The Aesthetic Surgery Journal March 2016 was full of good articles. I do a lot of breast augmentations, and I spend a lot of time looking at the anatomy. Are your nipples symmetric? lateral? droopy? How is your inframammary fold (where your underwire is)? Is it symmetric? What about the volume, and the skin tone, and your ribcage? Many women come in without really looking at their breasts closely. They may not notice one is larger or lower. It is important for your surgeon to see it. All things magnify when your breasts get larger.

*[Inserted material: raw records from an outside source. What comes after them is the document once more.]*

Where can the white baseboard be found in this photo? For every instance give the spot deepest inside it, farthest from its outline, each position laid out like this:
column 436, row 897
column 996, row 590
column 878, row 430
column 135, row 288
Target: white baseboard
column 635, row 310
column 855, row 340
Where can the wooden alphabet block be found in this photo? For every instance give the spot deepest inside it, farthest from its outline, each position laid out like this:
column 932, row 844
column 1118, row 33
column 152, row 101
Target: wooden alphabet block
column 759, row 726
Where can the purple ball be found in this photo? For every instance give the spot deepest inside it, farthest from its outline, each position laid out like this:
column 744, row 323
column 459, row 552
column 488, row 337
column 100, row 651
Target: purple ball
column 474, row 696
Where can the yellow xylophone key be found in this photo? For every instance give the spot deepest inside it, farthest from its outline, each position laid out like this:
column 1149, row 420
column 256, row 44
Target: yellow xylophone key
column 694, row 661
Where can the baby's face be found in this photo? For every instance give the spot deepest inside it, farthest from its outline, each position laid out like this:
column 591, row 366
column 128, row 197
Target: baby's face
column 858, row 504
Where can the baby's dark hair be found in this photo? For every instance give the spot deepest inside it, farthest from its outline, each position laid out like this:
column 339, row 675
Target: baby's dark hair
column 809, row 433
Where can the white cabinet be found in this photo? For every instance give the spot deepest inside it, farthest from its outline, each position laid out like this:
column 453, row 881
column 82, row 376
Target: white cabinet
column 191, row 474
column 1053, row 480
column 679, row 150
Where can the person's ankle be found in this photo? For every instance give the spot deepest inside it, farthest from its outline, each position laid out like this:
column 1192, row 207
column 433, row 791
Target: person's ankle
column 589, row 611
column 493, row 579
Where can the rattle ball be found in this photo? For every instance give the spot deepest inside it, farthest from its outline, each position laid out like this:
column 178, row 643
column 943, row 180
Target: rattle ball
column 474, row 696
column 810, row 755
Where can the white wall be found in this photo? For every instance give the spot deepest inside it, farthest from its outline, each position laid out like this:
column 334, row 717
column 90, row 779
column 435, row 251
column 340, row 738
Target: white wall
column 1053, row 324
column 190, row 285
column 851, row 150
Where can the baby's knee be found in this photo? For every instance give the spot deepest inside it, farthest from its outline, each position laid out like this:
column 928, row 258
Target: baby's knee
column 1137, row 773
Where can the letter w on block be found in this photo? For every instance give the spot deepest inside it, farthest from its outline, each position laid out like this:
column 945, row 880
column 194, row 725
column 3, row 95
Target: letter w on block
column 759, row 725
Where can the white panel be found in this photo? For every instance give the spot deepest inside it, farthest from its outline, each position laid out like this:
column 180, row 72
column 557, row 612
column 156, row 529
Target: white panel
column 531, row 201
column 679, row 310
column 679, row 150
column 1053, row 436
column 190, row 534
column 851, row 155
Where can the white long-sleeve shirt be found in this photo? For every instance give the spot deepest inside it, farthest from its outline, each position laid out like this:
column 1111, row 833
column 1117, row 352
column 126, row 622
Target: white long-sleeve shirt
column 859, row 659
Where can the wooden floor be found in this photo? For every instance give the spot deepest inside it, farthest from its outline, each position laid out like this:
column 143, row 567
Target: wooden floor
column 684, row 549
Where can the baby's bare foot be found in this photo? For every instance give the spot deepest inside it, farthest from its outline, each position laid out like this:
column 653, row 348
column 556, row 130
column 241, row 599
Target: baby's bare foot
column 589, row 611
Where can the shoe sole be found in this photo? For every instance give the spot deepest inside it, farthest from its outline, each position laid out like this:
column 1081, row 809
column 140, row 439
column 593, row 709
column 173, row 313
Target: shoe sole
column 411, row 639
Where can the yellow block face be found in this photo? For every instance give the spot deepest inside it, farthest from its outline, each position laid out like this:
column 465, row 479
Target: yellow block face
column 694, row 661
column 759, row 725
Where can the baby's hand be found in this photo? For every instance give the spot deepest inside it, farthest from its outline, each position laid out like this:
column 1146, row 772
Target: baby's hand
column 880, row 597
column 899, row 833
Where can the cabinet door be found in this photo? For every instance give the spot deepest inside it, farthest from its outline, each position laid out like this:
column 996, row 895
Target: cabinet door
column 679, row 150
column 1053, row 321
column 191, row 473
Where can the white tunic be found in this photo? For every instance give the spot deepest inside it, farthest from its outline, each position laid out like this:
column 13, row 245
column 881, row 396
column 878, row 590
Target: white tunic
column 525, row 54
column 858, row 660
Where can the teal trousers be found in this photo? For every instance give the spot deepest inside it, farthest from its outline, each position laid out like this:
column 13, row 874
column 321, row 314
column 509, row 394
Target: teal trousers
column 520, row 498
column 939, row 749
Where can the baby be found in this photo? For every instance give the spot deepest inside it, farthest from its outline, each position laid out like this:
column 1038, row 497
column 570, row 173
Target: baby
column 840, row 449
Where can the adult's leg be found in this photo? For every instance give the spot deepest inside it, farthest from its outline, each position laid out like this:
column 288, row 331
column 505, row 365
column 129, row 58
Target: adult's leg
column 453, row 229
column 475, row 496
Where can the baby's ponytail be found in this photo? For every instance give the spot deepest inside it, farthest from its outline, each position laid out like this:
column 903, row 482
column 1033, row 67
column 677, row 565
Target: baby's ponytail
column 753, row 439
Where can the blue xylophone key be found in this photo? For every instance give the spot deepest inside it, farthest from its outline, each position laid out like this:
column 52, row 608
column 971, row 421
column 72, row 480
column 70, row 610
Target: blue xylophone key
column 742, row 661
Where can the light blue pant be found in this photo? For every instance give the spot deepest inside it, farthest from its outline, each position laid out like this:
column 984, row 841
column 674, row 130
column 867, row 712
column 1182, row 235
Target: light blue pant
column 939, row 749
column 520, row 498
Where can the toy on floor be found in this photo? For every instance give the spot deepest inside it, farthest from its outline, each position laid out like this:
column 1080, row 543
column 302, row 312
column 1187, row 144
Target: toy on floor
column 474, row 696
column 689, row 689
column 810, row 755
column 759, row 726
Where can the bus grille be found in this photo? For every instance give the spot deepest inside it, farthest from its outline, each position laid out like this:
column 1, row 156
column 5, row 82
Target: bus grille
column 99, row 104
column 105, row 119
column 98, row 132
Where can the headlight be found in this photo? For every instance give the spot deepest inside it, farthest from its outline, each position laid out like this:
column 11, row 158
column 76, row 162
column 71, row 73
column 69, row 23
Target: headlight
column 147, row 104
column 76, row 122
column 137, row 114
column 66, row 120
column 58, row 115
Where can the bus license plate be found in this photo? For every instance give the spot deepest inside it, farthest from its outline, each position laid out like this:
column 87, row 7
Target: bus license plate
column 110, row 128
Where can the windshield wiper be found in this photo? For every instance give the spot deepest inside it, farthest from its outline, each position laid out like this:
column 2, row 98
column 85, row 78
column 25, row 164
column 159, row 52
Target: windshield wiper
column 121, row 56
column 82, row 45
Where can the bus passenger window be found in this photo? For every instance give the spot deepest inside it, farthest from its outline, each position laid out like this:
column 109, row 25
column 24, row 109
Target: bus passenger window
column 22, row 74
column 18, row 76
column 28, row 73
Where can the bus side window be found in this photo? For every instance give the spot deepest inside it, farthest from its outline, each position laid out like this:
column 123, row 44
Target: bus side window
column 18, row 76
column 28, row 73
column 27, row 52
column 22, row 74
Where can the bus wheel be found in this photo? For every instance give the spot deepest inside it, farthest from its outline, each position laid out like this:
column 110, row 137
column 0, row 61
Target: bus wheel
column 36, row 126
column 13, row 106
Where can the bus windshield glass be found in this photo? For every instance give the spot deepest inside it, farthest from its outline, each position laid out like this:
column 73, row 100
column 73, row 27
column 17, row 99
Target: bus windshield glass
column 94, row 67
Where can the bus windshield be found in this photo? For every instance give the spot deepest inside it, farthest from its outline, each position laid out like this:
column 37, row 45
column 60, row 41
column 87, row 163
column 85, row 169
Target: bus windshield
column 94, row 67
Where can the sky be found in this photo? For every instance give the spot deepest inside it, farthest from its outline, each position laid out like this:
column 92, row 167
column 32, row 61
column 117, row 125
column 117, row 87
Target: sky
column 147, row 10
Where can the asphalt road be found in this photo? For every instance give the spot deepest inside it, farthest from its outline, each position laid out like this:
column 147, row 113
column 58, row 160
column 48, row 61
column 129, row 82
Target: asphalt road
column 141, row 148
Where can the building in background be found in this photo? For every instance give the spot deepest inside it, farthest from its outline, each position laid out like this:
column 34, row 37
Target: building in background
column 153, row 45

So. This article was called “Challenging Breast Augmentations: The Influence of Preoperative Anatomical Features on the Final Result.” In it, they looked at 100 consecutive patients to see who had a suboptimal cosmetic result. They looked at issues on these patients:
- Breast
- Asymmetry of inframammary fold
- Severe underdevelopment of breast tissue
- Vertical nipple asymmetry
- Lateral nipples
- Volume asymmetry
- Constricted base (where your breast is too narrow for the chest wall, and tight in the lower pole)
- Pseudoptosis (looks droopy but is not actually drooping)
- one sided lateral nipple
- tuberous breast (where it is narrow, like a tube, usually with an areola which is too large)
- Poland syndrome (no development of breast and usually muscle on one side)
- Chest wall
- Flaming rib
- long thorax
- pectus excavatum (looks indented on your sternum)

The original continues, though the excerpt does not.